There is greater poignancy to it now, but no one saw Dynamo Kyiv as an upstart dragging things down in 1999. They were one of Europe’s most exciting teams.

So it was for most of European Cup history. Consider that first 1956 final, which took place 13km from the Stade de France at Parc des Princes. Inaugural champions Real Madrid had to come back from 2-0 down to win 4-3 against Stade Reims. The French side’s status has since been lost to history, but they were then one of Europe’s most thrilling teams. They actually lost the brilliant Raymond Kopa to Madrid straight after that final, something that hung over the game, but were able to replace him with 1958 World Cup top scorer Just Fontaine for their return to the showpiece three years later.

Now, as they reel from Kylian Mbappe’s decision, there is at least the danger that Madrid will serve as a throwback themselves.

Kylian Mbappe has rejected his move to Real Madrid and signed a three-year extension at PSG (AFP via Getty)

The top levels of the game are pricing them out.
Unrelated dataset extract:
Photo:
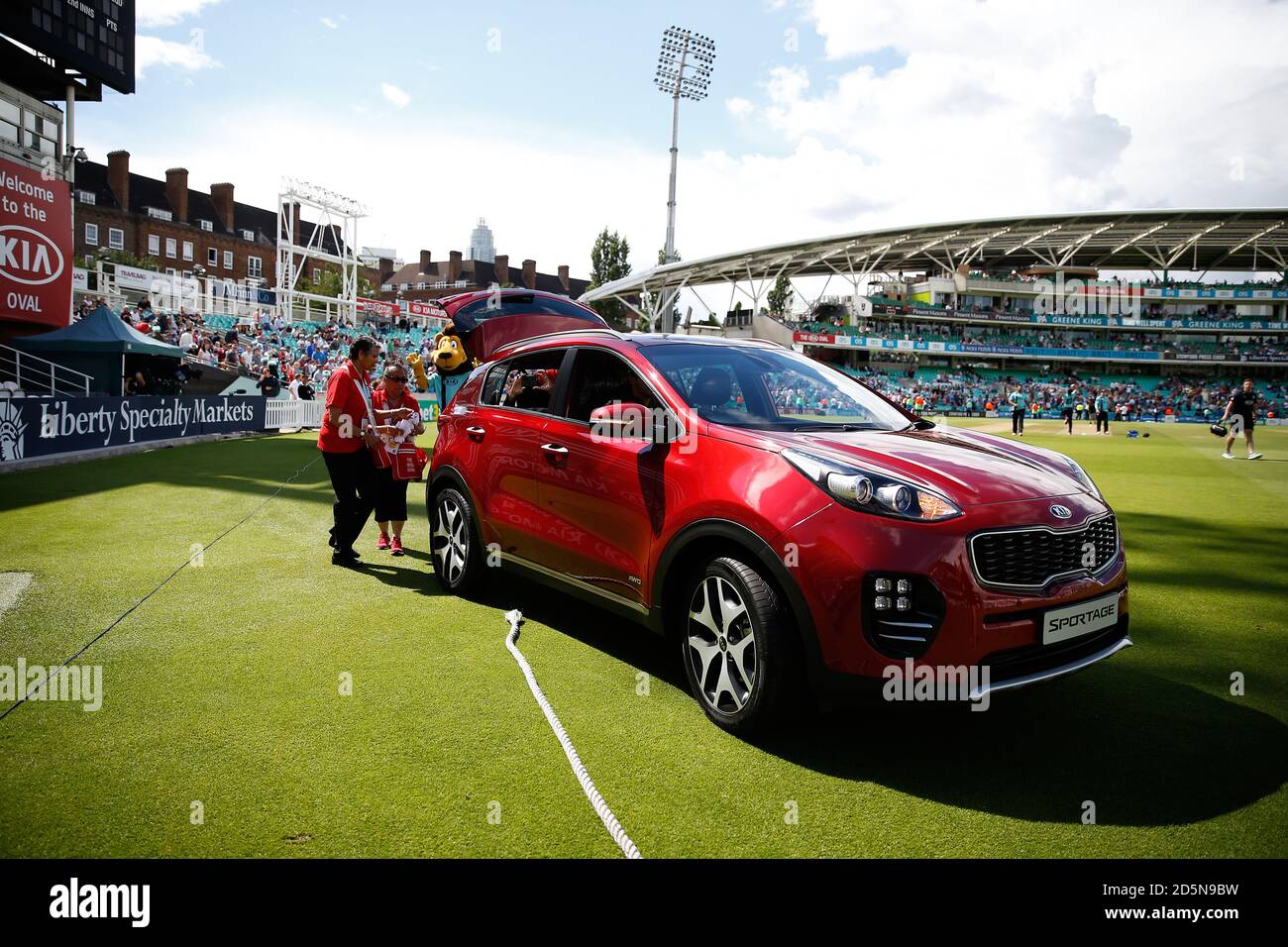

That’s how you become a Milan 2007. That is why they pushed for a Super League, and why they are still putting up a legal fight to be allowed to set up their own competitions.

This time, in some other echoes of 1955, Uefa has instead sought to institutionalise some of the plot’s plans with its own Champions League reforms. The wealthiest clubs will be guaranteed more matches. That is despite the Super League’s failure, and despite the widespread unpopularity of the new competition.

The issue is still that it evades the Champions League’s true problems, which are primarily around financial disparity, rather than actually addressing them.

As for the address at which this great competition was first founded, the Hotel Ambassador is now a Marriott. It’s been branded and globalised, a sense of distinctive old-world prestige replaced by a uniform modern sheen. It’s another symbol for the competition itself.